The Austin Chronicle

After a Fashion

By Stephen MacMillan Moser, March 6, 2009, Columns

A BURNING QUESTION I can hardly find the words to discuss this particular issue; it's evil and so disturbing, you may want to turn the page instead of reading it. This issue, frightening as it is, must be brought to the world's attention. Ever since I moved into my new house at the end of December, I've noticed that my cigarettes burn out before I'm through smoking them. Has anyone else noticed this? At first I thought, "Well, there's probably just a lot of moisture in my house, and the cigarettes are getting damp." But then I noticed my cigarettes were burning out before their time everywhere I went. Then I noticed that even my friends' cigarettes were burning out before they were done. Was this a diabolical plan to make us quit smoking? Well, they don't call me the big-boned Nancy Drew for nothing. I immediately put my thinking cap on (it's red, with multicolored knitted pom-poms all over it) and set out to solve the mystery. Of course, Big Tobacco was no help. They just hung up every time I called and started screaming at the receptionist. Finally, I did some lab testing on my own. I decided to smoke as many cigarettes in a row as I could, as fast as I could, so that I could rule out the notion that I was smoking too slow. Imagine. Me. Smoking too slow. It's beyond comprehension. I huff and puff on them like I'm about to blow down the home of the Three Little Pigs. It's as if I'm the Big Bad Wolf and I have emphysema and cannot only not blow down the Three Little Pigs' homes but couldn't even blow out a birthday candle. But now? God forbid I should take the time to go get something to drink or answer the door before that cigarette burns out. What is with that? Is it the idea that if my cigarette burns out, it will create less smoke and therefore make the world a better place? Or is it just some hideous scheme to make me light an entirely new cigarette each time? Under that plan, my cigarette consumption would rise from almost a pack a day to four or five packs a day. And at the price of cigarettes these days, I'd have to win the lottery to support my habit. So, the results of my research are not very conclusive, but I'll bet there's somebody out there who knows the real answer ("Philip Morris, line one!"). Shall we smokers consider a class-action suit? What's your take on it? Pay attention when you're smoking, and you'll see what I mean.
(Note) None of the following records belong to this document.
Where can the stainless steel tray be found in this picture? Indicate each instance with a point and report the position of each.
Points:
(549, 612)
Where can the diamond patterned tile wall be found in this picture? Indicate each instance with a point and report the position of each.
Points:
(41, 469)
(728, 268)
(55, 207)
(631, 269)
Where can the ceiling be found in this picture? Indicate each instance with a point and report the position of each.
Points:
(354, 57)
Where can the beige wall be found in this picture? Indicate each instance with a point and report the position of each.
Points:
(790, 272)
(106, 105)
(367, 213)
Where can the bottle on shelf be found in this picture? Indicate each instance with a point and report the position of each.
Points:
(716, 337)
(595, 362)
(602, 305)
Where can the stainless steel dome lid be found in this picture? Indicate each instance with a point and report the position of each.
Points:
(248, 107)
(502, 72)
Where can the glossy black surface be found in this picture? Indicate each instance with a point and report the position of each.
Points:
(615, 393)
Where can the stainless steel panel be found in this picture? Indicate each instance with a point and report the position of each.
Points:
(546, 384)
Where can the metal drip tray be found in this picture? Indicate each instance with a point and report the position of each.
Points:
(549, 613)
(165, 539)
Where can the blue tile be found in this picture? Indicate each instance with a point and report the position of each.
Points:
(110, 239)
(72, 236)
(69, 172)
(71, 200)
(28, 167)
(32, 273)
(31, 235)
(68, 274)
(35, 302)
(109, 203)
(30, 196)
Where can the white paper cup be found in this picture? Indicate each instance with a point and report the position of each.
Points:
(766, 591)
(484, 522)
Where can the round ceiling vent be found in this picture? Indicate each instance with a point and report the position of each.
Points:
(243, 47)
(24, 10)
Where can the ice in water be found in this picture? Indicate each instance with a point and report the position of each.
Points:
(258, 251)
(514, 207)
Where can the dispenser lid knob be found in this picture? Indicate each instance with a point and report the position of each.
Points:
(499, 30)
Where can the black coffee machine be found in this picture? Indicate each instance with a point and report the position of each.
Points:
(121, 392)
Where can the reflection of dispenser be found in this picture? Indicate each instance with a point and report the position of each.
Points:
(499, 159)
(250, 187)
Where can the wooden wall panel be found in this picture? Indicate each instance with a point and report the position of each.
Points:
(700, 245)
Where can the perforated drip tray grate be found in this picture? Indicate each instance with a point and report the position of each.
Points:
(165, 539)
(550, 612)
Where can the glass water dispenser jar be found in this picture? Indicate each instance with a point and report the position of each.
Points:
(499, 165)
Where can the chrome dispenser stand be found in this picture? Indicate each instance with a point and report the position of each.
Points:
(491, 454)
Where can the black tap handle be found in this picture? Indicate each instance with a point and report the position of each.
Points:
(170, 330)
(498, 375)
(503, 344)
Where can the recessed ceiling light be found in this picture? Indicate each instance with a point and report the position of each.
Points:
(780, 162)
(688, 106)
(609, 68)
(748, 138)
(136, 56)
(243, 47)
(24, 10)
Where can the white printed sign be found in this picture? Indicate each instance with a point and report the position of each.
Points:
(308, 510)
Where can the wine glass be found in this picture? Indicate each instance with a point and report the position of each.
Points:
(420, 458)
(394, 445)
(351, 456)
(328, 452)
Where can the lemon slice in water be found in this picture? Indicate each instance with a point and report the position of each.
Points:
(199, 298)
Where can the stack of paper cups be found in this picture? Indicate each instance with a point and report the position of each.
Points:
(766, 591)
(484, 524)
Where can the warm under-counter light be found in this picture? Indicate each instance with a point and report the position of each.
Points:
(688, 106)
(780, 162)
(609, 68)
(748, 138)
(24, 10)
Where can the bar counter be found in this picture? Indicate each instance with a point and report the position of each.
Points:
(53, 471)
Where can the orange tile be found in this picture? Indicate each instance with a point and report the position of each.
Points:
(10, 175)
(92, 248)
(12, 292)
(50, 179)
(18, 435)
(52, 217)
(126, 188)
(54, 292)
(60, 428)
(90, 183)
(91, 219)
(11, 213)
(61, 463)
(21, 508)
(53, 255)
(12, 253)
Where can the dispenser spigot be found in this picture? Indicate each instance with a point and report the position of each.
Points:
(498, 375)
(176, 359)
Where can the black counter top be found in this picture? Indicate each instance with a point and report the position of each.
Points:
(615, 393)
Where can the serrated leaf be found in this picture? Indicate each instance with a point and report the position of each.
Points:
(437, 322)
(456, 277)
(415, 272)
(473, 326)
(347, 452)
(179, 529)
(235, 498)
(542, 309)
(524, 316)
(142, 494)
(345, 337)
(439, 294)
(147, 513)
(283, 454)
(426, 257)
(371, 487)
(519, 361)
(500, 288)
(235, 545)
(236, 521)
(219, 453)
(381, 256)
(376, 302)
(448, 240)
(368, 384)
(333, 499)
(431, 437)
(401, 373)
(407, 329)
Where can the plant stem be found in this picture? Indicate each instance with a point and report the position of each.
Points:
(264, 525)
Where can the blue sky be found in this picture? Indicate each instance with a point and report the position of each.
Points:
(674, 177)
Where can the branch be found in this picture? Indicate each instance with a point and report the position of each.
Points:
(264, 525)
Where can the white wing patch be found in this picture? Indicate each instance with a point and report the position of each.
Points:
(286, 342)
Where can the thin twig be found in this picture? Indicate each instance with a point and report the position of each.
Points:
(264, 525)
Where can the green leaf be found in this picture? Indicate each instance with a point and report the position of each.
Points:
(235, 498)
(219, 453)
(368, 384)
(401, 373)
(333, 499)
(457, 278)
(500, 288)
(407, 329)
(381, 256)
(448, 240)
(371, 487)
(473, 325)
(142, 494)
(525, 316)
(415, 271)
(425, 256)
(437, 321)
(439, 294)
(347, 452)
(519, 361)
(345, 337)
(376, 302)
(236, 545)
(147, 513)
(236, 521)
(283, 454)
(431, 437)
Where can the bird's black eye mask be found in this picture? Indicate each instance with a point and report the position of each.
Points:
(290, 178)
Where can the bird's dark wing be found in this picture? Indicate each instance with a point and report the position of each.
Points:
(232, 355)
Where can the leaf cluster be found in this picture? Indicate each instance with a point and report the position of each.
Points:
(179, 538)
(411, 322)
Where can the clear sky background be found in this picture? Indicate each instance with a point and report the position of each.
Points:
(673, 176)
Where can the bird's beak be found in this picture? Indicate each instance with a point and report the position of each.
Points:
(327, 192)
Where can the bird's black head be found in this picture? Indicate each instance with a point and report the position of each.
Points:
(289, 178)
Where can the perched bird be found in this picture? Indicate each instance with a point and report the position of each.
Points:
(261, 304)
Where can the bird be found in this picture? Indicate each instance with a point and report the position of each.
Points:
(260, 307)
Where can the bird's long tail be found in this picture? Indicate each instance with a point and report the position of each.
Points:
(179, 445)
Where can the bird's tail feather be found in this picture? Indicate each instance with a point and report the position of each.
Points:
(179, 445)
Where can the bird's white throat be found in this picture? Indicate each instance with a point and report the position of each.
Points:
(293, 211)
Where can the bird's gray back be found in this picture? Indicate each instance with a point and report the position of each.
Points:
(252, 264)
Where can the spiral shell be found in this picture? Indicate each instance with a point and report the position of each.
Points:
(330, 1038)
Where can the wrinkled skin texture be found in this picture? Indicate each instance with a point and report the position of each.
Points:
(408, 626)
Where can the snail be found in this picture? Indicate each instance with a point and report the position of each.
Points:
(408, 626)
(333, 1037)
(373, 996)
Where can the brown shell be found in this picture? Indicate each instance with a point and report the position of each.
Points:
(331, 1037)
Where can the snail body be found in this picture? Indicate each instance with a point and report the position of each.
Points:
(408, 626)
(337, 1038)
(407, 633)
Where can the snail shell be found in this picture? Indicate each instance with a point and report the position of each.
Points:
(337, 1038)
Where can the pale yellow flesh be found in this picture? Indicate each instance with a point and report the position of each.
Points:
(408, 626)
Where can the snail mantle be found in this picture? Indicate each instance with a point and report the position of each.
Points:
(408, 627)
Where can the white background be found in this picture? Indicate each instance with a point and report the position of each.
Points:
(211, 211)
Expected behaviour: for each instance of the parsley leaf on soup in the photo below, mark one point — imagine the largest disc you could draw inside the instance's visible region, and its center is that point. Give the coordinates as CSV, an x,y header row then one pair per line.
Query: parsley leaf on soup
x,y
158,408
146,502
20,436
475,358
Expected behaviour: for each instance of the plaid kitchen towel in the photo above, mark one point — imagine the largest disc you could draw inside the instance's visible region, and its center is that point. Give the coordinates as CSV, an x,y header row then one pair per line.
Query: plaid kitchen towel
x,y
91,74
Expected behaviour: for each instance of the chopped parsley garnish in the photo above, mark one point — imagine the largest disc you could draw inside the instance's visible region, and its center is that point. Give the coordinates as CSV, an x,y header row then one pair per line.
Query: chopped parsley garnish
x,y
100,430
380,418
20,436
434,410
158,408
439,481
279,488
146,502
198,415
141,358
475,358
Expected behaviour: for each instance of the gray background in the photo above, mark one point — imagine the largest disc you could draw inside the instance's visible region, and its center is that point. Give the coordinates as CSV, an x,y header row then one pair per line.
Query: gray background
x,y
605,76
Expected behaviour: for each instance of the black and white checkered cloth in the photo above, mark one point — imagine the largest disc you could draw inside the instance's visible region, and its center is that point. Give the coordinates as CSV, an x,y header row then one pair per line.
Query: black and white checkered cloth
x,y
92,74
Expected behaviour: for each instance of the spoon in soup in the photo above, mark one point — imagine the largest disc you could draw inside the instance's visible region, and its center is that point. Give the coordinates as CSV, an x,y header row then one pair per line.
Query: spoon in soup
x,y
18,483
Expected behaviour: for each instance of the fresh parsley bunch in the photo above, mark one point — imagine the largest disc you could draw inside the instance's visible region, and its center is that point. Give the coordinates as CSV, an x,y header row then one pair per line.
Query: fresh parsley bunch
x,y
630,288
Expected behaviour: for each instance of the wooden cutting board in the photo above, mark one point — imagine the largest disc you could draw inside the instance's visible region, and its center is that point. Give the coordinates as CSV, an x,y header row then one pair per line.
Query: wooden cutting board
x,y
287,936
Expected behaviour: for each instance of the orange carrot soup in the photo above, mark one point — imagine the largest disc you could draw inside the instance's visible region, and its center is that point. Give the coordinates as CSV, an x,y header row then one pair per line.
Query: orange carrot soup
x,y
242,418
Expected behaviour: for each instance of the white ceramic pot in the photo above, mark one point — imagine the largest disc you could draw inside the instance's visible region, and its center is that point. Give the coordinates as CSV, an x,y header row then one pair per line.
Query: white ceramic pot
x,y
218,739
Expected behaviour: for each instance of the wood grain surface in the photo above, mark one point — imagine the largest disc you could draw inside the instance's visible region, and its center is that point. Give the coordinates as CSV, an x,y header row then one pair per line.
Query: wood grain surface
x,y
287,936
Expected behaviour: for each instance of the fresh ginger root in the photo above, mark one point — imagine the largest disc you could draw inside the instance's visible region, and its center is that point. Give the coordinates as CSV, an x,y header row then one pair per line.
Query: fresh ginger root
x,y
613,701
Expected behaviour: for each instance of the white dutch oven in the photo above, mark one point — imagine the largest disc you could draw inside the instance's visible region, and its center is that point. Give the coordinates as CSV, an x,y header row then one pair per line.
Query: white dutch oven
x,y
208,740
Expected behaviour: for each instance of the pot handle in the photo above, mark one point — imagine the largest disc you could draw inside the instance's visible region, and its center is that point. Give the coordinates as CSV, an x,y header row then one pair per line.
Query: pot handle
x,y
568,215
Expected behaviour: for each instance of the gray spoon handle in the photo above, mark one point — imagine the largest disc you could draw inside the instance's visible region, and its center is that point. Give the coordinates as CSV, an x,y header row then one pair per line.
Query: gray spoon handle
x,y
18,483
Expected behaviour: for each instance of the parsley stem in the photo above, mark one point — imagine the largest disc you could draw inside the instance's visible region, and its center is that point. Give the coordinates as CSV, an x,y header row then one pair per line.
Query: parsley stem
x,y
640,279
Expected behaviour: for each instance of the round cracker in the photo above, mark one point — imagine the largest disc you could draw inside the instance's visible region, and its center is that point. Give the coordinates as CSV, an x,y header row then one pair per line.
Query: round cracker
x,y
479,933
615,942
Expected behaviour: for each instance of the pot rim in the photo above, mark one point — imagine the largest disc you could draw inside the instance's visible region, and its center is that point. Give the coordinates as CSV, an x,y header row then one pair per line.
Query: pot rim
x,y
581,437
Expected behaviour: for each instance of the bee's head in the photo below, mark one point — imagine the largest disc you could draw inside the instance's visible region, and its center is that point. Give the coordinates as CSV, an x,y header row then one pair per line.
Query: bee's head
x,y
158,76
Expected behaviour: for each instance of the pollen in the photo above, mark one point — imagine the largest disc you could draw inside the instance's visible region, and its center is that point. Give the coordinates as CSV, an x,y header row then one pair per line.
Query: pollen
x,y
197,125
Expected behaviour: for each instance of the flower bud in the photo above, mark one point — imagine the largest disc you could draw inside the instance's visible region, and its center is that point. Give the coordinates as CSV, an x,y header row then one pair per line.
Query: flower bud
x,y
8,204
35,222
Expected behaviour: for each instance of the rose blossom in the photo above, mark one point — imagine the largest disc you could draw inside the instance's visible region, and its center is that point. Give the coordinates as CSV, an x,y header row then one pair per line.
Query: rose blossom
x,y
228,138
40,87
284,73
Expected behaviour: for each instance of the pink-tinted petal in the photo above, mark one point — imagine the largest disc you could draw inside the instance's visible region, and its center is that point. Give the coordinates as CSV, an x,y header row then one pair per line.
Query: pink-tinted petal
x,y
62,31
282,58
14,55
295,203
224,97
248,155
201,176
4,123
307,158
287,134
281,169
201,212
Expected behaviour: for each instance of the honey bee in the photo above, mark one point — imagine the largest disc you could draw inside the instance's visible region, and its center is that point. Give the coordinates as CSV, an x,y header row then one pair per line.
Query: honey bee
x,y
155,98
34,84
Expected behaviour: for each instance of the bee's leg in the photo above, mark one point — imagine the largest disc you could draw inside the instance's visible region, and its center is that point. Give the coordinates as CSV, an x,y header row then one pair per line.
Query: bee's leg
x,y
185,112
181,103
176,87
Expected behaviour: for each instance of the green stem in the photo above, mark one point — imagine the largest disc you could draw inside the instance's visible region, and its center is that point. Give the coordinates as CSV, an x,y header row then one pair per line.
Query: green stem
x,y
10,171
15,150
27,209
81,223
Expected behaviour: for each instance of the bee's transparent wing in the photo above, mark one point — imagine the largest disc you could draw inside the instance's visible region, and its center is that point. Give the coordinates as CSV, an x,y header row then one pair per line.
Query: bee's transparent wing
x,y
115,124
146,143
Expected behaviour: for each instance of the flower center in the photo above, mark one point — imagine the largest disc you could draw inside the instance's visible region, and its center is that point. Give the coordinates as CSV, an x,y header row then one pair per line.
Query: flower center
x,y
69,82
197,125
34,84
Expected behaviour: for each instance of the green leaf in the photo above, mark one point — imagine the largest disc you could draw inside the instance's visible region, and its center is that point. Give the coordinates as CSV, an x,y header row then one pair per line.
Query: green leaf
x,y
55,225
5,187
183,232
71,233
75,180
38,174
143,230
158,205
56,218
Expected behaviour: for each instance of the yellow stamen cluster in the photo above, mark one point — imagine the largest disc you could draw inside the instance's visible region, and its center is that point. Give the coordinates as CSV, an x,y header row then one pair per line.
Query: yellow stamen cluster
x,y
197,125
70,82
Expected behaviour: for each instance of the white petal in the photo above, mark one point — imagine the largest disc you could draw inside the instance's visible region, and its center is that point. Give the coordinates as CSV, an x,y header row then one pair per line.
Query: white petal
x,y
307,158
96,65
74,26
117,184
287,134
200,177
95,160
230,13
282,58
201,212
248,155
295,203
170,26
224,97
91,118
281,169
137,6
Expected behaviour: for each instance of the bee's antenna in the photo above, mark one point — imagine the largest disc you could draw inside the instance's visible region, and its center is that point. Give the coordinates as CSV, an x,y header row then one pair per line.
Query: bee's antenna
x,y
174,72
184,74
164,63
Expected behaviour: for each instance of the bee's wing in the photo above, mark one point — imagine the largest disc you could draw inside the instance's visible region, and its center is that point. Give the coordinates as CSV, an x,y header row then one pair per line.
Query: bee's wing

A PET-TY AFFAIR We went to the Animal Trustees of Austin's annual Petcasso benefit on Sunday. Or as I like to call it, "the little event that could." In just three years, it's grown so much: The art more sophisticated, the production so much smoother, the food better, the crowd bigger, and this year, they raised more money than ever. I'd say the animals of Austin are safer than they have been ... which is not to say they are safe yet, but with groups like the Animal Trustees, they've come a long way.

LOL Seen the YouTube video commercial for Cougar Barbie yet? Well, I'm not going to tell you about it. Just look it up, and laugh your ass off.